To determine the maximal possible value of the order of an element $g \in G$, where $G = \mathbb{Z}/2\mathbb{Z} \times \mathbb{Z}/n\mathbb{Z}$ and $\gcd(2, n) > 1$, we need to carefully analyze the structure of $G$ and the properties of its elements.

Step 1: Structure of $G$

The group $G$ consists of ordered pairs $(a, b)$, where $a \in \mathbb{Z}/2\mathbb{Z}$ and $b \in \mathbb{Z}/n\mathbb{Z}$. Each component is added modulo its respective modulus. Hence, the elements of $G$ are $(0, b)$ and $(1, b)$ for $b \in \mathbb{Z}/n\mathbb{Z}$.

Step 2: Order of an element in $G$

The order of an element $g = (a, b) \in G$ is the smallest positive integer $k$ such that $k \cdot (a, b) = (0, 0)$. This is equivalent to finding the least common multiple (LCM) of the orders of the components $a$ and $b$.

Order of $a$

• If $a = 0$, then the order of $a$ is 1.
• If $a = 1$, then the order of $a$ is 2 (since $1 + 1 = 0$ in $\mathbb{Z}/2\mathbb{Z}$).

Order of $b$

The order of $b$ in $\mathbb{Z}/n\mathbb{Z}$ is the smallest positive integer $m$ such that $m \cdot b = 0 \mod n$. This is given by $\frac{n}{\gcd(b, n)}$.

Step 3: Finding the maximal possible order

To find the maximal possible order of an element $(a, b)$, we need to maximize the LCM of the orders of $a$ and $b$.

• For $a = 0$, the order is simply the order of $b$, which is $\frac{n}{\gcd(b, n)}$. This achieves its maximum when $\gcd(b, n)$ is minimized, ideally $\gcd(b, n) = 1$, giving an order of $n$.
• For $a = 1$, the order is $\text{LCM}(2, \frac{n}{\gcd(b, n)})$.
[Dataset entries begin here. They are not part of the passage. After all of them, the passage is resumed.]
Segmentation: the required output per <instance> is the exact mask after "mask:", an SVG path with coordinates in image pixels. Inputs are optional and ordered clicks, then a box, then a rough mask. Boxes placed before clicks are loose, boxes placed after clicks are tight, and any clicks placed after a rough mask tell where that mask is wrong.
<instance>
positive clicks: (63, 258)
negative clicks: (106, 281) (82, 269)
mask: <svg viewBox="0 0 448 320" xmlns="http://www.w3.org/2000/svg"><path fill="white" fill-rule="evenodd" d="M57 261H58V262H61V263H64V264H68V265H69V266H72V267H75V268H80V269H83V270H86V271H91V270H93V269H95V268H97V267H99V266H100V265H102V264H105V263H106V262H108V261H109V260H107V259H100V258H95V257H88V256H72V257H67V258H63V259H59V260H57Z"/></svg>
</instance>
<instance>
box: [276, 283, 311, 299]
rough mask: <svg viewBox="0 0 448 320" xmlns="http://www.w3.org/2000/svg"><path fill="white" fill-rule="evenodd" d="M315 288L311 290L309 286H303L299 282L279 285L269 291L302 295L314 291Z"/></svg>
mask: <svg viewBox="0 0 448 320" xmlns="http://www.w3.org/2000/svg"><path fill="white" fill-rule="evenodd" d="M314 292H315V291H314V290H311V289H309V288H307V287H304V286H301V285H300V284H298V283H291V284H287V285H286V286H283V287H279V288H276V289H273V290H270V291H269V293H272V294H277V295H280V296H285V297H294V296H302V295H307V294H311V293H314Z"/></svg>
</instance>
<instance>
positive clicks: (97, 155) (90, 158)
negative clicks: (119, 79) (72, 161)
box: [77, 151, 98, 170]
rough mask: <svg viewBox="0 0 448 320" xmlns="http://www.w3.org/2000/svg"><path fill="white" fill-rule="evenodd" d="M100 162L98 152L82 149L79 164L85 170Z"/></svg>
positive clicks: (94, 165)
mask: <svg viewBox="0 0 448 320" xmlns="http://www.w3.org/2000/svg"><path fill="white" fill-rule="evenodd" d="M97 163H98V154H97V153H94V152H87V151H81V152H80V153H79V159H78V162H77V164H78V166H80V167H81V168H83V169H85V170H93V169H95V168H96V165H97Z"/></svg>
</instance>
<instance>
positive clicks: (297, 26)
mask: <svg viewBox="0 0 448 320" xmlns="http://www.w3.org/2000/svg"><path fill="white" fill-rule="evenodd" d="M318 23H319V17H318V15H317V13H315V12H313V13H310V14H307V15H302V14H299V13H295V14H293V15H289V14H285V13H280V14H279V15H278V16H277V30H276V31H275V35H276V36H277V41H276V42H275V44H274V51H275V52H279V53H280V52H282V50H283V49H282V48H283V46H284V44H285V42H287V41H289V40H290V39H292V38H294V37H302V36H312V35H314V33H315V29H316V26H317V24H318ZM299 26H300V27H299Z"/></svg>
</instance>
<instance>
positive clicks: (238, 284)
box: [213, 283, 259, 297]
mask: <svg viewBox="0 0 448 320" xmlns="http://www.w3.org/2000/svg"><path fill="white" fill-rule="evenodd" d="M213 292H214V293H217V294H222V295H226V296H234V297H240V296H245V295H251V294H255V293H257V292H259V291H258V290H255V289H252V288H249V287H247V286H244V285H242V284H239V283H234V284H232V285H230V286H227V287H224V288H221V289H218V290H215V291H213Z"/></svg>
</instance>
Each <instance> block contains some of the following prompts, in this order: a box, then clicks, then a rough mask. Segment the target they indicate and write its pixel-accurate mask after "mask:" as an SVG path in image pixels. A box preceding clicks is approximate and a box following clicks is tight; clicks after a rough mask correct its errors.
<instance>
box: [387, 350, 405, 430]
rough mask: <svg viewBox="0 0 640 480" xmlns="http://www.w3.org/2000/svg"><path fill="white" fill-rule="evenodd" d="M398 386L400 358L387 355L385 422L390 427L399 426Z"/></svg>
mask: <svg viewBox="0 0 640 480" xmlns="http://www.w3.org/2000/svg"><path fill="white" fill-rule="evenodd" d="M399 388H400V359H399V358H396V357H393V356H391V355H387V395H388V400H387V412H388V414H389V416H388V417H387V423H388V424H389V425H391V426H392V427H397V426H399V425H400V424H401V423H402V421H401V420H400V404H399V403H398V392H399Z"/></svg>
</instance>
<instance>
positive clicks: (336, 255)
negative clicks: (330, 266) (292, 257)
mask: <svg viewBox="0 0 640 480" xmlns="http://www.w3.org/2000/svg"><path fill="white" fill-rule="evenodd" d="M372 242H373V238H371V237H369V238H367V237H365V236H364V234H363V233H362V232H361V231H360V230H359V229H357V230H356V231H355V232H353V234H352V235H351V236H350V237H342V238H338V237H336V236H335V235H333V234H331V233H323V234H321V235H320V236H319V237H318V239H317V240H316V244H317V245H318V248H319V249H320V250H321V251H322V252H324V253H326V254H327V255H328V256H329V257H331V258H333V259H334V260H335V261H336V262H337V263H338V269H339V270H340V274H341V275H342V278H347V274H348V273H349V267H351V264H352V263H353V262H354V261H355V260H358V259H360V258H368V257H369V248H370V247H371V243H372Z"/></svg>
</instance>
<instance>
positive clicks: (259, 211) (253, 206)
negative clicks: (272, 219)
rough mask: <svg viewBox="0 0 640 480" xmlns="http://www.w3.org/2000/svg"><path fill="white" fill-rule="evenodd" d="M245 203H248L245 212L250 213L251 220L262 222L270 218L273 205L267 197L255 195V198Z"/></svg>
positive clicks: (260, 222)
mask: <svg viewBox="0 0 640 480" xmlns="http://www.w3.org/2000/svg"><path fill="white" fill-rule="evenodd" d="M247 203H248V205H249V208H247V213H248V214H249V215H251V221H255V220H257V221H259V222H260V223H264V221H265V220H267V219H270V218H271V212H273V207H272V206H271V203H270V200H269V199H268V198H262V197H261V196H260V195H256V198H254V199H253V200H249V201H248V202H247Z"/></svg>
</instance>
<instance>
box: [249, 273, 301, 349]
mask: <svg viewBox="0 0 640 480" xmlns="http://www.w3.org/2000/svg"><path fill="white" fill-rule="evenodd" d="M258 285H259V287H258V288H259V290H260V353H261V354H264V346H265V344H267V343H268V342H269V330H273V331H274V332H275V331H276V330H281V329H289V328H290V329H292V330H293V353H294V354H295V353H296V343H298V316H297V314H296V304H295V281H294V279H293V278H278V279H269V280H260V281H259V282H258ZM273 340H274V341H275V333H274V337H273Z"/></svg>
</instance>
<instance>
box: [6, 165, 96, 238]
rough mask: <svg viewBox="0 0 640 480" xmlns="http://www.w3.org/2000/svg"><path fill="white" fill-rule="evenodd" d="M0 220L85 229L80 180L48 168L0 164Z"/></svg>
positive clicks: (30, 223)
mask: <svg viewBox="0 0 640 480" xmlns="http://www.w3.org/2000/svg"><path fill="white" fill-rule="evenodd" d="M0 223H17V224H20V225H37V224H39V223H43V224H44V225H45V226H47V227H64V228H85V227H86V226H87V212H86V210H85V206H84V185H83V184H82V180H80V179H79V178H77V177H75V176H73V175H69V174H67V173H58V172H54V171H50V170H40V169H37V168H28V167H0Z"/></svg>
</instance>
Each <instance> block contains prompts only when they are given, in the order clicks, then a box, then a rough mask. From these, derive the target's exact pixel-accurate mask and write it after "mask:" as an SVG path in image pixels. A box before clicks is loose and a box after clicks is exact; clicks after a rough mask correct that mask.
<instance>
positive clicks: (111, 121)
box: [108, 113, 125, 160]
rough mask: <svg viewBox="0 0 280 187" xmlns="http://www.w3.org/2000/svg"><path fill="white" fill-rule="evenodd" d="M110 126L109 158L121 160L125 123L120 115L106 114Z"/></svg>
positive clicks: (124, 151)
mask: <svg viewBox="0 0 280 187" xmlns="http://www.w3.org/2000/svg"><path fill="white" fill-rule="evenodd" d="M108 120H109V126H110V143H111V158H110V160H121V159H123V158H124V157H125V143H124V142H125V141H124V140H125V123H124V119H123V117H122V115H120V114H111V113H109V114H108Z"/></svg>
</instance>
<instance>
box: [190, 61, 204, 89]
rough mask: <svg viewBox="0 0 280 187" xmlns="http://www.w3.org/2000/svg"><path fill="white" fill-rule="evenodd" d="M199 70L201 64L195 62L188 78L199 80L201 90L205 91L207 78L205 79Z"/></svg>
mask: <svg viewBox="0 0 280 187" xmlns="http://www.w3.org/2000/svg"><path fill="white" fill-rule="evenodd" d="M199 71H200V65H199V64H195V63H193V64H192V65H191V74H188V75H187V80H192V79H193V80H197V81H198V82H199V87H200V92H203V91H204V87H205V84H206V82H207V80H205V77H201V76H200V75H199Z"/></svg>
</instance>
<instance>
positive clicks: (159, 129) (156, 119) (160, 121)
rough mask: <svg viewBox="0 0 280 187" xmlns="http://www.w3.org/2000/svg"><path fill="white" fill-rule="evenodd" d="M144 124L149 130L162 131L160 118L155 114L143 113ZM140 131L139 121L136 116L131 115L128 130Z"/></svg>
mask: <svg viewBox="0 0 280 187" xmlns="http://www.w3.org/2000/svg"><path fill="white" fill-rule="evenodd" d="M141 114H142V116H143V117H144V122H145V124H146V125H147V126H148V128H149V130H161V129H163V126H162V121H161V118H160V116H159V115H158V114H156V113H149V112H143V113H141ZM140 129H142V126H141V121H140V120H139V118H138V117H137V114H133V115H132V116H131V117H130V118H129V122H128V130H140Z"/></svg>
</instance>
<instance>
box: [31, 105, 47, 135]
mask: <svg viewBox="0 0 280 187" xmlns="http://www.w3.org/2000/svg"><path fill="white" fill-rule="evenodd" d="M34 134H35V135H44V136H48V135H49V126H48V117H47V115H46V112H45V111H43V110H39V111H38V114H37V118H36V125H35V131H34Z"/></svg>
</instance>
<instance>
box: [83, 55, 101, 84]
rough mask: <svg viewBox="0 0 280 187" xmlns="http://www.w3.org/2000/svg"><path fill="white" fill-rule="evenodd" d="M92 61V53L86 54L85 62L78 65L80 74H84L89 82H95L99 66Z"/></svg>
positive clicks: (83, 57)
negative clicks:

Given that $\gcd(2, n) > 1$, $n$ must be even. Hence, the possible values of $\gcd(b, n)$ can vary, but we are interested in the case where $\frac{n}{\gcd(b, n)}$ contributes maximally.

Evaluating LCM for maximal order

To maximize $\text{LCM}(2, \frac{n}{\gcd(b, n)})$:

• If $\gcd(b, n) = 2$, then $\frac{n}{\gcd(b, n)} = \frac{n}{2}$.
• The LCM is $\text{LCM}(2, \frac{n}{2})$.
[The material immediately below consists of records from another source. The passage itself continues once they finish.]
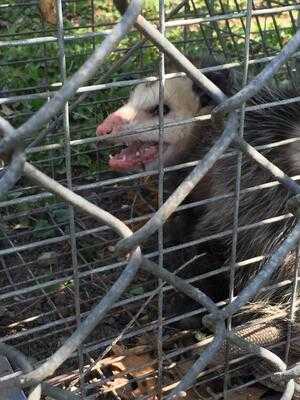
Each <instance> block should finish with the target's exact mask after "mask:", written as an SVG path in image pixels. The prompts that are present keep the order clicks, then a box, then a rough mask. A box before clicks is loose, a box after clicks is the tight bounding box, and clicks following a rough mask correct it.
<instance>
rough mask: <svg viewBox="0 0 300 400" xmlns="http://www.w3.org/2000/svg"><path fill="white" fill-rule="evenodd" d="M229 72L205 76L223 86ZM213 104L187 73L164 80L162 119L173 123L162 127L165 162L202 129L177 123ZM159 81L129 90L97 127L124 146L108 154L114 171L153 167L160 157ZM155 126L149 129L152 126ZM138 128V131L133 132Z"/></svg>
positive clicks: (129, 169) (200, 126)
mask: <svg viewBox="0 0 300 400" xmlns="http://www.w3.org/2000/svg"><path fill="white" fill-rule="evenodd" d="M226 75H228V74H224V73H223V72H222V73H220V72H216V73H212V74H208V77H209V78H210V79H211V80H212V81H214V83H216V84H217V85H218V86H219V87H221V88H222V89H224V86H225V84H226V85H227V83H228V76H227V77H226ZM213 106H214V104H213V102H212V100H211V98H210V97H209V96H208V94H207V93H205V92H204V91H203V90H202V89H200V88H198V87H196V85H195V84H194V83H193V82H192V80H191V79H189V78H188V77H174V78H171V79H167V80H166V81H165V87H164V102H163V114H164V123H165V124H169V123H175V124H174V126H170V127H165V128H164V135H163V164H164V166H168V165H172V164H175V163H178V162H181V160H182V155H183V154H184V153H185V152H186V151H188V144H189V143H190V141H191V139H192V138H193V137H194V136H195V135H196V136H197V137H198V139H199V140H201V135H202V136H203V135H206V134H207V129H203V131H201V124H197V132H195V125H196V124H195V123H190V124H184V125H177V126H176V122H179V121H183V120H186V119H189V118H192V117H195V116H199V115H205V114H209V113H210V111H211V109H212V107H213ZM158 123H159V82H158V81H156V82H151V83H143V84H140V85H138V86H137V87H136V88H135V89H134V90H133V92H132V93H131V95H130V97H129V100H128V102H127V103H126V104H125V105H123V106H122V107H121V108H119V109H118V110H116V111H115V112H113V113H112V114H110V115H109V116H108V117H107V118H106V119H105V120H104V121H103V122H102V123H101V124H100V125H99V126H98V128H97V134H98V135H109V141H111V142H113V143H117V144H122V145H124V146H125V147H124V149H123V150H121V151H120V152H119V153H117V154H115V155H114V156H111V158H110V160H109V165H110V167H111V168H112V169H114V170H117V171H129V170H139V169H154V168H157V166H158V157H159V145H158V144H159V128H158ZM155 125H156V127H155V128H154V129H149V128H150V127H151V126H152V127H153V126H155ZM135 131H138V133H134V132H135Z"/></svg>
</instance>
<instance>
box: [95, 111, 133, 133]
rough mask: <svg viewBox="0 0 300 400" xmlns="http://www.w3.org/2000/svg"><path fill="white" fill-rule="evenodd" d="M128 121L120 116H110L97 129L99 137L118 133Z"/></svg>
mask: <svg viewBox="0 0 300 400" xmlns="http://www.w3.org/2000/svg"><path fill="white" fill-rule="evenodd" d="M127 123H128V120H127V119H126V118H124V117H122V116H121V115H120V114H117V113H112V114H110V115H109V116H108V117H107V118H106V119H105V120H104V121H103V122H102V124H100V125H98V127H97V131H96V132H97V135H109V134H110V133H112V132H113V131H114V132H117V131H118V130H119V129H120V128H121V127H122V126H123V125H125V124H127Z"/></svg>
For $n = 2k$ (an even number),

• If $\gcd(b, n) = 2$, then $\frac{n}{\gcd(b, n)} = k$,
• Thus, $\text{LCM}(2, k)$.

This $\text{LCM}$ achieves its maximal value when $k$ is a multiple of 2, hence the largest possible value of $k$ is $\frac{n}{2}$.
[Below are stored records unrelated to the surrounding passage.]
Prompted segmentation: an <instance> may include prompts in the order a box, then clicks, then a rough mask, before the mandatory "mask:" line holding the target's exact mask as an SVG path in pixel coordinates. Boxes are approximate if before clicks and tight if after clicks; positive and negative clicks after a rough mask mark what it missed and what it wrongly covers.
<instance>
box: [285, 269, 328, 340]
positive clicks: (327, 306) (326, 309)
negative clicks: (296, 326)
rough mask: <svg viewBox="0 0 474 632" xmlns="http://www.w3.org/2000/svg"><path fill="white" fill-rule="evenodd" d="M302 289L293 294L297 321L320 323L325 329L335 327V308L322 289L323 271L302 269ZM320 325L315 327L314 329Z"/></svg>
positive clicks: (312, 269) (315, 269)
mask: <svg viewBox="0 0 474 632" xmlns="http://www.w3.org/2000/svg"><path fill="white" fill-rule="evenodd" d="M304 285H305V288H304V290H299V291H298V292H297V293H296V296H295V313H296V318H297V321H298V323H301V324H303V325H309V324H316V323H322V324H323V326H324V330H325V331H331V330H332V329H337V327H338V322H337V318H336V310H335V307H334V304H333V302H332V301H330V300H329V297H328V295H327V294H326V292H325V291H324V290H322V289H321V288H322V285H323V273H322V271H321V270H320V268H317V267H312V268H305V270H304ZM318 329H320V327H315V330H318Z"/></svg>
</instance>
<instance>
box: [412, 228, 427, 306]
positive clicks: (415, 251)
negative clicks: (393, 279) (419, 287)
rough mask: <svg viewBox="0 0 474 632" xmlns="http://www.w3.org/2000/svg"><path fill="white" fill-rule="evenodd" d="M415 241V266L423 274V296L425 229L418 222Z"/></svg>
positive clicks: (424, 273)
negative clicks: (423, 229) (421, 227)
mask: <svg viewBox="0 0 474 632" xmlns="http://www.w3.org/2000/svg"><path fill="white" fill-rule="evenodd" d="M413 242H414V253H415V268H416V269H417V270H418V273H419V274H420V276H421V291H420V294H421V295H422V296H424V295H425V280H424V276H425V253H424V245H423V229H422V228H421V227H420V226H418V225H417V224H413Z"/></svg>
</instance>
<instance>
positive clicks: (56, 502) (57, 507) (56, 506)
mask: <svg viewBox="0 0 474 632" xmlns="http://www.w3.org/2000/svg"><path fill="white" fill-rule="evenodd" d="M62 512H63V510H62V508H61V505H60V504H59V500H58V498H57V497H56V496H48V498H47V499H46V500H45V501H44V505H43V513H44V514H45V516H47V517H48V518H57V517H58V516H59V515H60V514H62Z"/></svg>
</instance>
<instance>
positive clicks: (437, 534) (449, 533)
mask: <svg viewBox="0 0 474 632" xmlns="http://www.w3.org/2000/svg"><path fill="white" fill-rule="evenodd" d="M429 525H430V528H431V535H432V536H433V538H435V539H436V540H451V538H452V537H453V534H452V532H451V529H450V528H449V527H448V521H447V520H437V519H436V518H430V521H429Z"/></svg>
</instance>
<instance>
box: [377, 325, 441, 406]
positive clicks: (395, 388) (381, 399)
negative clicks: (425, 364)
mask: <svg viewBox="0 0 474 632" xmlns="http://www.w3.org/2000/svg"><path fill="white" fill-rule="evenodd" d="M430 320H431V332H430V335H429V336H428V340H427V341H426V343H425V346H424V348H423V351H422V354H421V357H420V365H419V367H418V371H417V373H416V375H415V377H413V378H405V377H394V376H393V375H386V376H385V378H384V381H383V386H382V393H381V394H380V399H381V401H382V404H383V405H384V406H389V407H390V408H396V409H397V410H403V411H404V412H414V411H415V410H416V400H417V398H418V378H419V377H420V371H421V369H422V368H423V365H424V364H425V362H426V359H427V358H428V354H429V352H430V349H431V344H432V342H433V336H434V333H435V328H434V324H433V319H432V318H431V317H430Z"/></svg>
Thus, the maximal possible order of any element in $G$ occurs when $k$ is maximized, which gives $n$. This achieves $n$ in some specific cases, but we need $\text{LCM}(2, k)$ to be maximal, so:

Final Result

The maximal possible value of the order of $g \in G$ where $\gcd(2, n) > 1$ is:

$\boxed{n}$

since the LCM of the orders of components when maximized in the scenarios above yields $n$ when conditions permit.